Part of what is overwhelming during the holidays is spending 24-plus days planning for a single day event. Or if you are one of the lucky people to start Christmas the night before, two days.
It’s similar when you plan a novel. The characters, plot, editing, theme, formatting, reviews, marketing… There’s so much to mange that you might freeze instead of start.
Interestingly, both Christmas and new releases have a similar letdown on the day after.
Christmas is intense focus on gifts, meal, food…a perfect minute. And the more expectation you have, the greater the chance of disparity between want and reality.
Instead of trying to see and plan the whole, either in writing or in the holiday, try looking at the moments.
Don’t wait until Christmas
If there’s one thing Thanksgiving teaches, it’s that no one wants three slices of pie after a meal. So, why not have one kind of pie each week for three weeks?
Instead of saving the peppermint cocoa and apple cider for Christmas Eve, take a moment in the middle of the week to sip a mug and stare out the window. Call that Wednesday night cuppa, “Christmas.”
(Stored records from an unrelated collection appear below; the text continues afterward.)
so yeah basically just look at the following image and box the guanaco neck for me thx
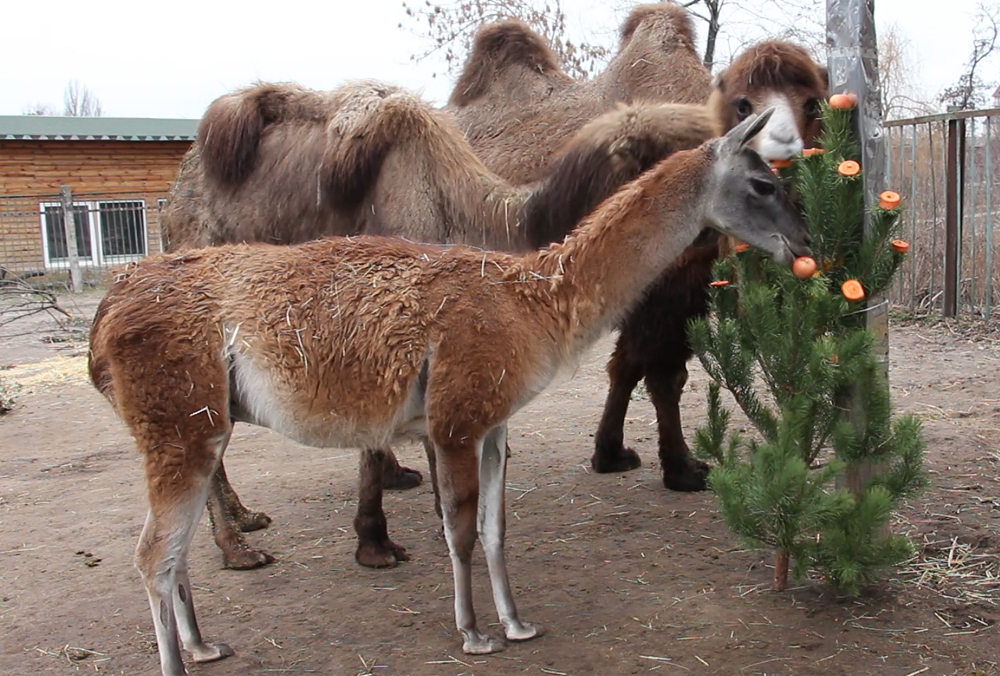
[516,145,713,351]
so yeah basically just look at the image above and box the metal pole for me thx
[60,185,82,294]
[827,0,886,496]
[827,0,887,374]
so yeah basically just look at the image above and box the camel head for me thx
[702,109,812,266]
[709,41,827,163]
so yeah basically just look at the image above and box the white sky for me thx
[0,0,991,119]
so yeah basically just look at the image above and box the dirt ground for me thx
[0,293,997,676]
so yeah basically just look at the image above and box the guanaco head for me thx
[703,109,812,266]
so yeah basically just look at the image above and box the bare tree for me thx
[879,22,935,120]
[939,1,999,111]
[400,0,609,79]
[63,80,104,116]
[23,102,57,116]
[681,0,823,69]
[400,0,826,81]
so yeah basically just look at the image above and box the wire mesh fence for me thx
[885,108,1000,319]
[0,189,166,284]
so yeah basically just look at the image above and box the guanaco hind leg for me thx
[135,432,234,676]
[478,423,542,642]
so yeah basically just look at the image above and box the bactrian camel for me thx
[448,5,828,491]
[90,111,811,676]
[161,79,719,569]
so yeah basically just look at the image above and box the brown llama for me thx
[161,79,720,570]
[448,6,827,490]
[90,112,812,676]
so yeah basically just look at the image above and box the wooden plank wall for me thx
[0,140,191,274]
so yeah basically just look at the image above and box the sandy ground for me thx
[0,294,997,676]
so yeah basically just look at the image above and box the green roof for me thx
[0,115,199,141]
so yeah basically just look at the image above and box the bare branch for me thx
[939,1,999,110]
[63,80,104,117]
[399,0,609,79]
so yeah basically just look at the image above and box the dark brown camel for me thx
[448,5,827,491]
[160,79,720,569]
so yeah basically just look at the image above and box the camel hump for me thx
[321,81,441,208]
[198,82,327,187]
[450,19,568,106]
[619,3,698,49]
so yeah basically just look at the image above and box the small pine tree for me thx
[688,100,927,593]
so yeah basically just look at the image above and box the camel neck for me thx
[518,147,711,350]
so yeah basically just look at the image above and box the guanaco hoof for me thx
[505,620,544,642]
[590,446,642,473]
[462,630,506,655]
[189,641,234,663]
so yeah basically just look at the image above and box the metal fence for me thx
[884,108,1000,318]
[0,189,166,285]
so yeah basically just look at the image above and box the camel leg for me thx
[423,438,443,520]
[591,336,645,473]
[435,436,503,655]
[479,424,542,643]
[644,362,709,491]
[136,434,234,676]
[381,448,424,491]
[214,460,271,532]
[355,447,411,568]
[206,461,275,570]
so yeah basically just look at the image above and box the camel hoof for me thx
[190,641,234,663]
[590,446,642,473]
[462,631,505,655]
[662,458,710,492]
[237,510,272,533]
[383,466,423,491]
[223,547,275,570]
[356,540,408,568]
[505,619,544,642]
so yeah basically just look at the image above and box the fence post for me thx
[60,185,82,294]
[827,0,887,496]
[944,119,962,317]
It doesn’t always have to be about calories, but the point is to spread out the celebration. Open a gift when someone hands it to you. Don’t put it all under the tree.
And for a large scope project like a novel, only focus on the next step instead of contemplating the overwhelming-whole.
Celebrate as you go
A Christmas moment could be a phone call with a friend. Reading a Christmas book from your childhood or allowing yourself to make a craft or decoration instead of a chore. Create and listen to a Christmas playlist. Allow what brings you joy as a means of celebration.
Write as you go
If you only have Saturdays to write, there is a buildup of expectation where you want it to be perfect and productive. But in a daydream moment during your commute, you can do the pre-work of writing, editing and problem solving.
Notebooks, note apps or texting yourself can help pin those flitting thoughts for study later on. Blog posts and books can both start with an incomplete thought in a journal or text. If you’re a writer, you can write all the time, whether you are people watching, in conversation, reading, or alone in your head.